Montreal, November 24, 2019 – Three Canadian judokas had a similar fate on Sunday at the Osaka Grand Slam, in Japan. Zachary Burt, Shady El Nahas and Kyle Reyes each won their first match before being eliminated by a Japanese opponent fighting in front of a home crowd.
Zachary Burt, in action in -90 kg, started by taking his revenge against Netherlander Jesper Smink, who had defeated him last year in the Netherlands at the end of a long match.
“I was able to grip him and use a strangle hold I’ve been practising every week in training.
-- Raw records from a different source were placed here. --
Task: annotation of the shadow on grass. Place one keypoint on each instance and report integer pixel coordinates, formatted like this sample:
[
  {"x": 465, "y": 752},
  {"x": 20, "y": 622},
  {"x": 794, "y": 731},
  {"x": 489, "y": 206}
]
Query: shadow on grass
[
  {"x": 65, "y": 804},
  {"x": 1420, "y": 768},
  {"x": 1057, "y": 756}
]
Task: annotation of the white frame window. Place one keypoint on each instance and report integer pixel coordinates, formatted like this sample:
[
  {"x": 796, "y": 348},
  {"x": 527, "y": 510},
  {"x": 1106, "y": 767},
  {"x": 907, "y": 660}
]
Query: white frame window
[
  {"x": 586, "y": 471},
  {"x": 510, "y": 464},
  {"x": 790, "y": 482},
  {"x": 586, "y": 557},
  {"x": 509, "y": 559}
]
It was great not only to tie it at 1-1 and win, but also to successfully use something I’ve been working on for weeks,” said Burt.
After a convincing victory by ippon, the Canadian faced Japanese Kenta Nagasawa, 10th on the world ranking, in the second round. “I knew it would be difficult, but I was feeling very good after that first match, and I was excited to fight him. I was surprised by his strength and he kept the advantage on the grip, that’s what made the difference.”
Burt got a third penalty in the last minute, ending his tournament and giving Nagasawa the victory. “I personally think the last penalty came a little fast. I will make adjustments on my grip to win against him next time.”
Kyle Reyes defeated Peruvian Jose Luis Arroyo Osorio by ippon in -100 kg before losing against Japanese Aaron Wolf, ranked 13th in the world and eventual bronze medallist in Osaka.
Fighting in the same category, Shady El Nahas got a bye through the first round. He won against Austrian Aaron Fara in his first match, but then lost against Japanese Daiki Nishiyama.
“Zach, Kyle and Shady all started out strong and easily got through the first round. They fought well, but they couldn’t figure out how to win against the crowd’s favourites,” explained Canadian coach Sasha Mehmedovic. He added that the Canadian squad had a great start with Jessica Klimkait’s bronze medal and Ecaterina Guica’s 7th place. Things didn’t go as well after that.
“The first day was good, but we couldn’t get big wins after that. The Osaka Grand Slam is always difficult, because there are four Japanese athletes in each category. Now we have to focus on our preparation for the Masters in China in three weeks.”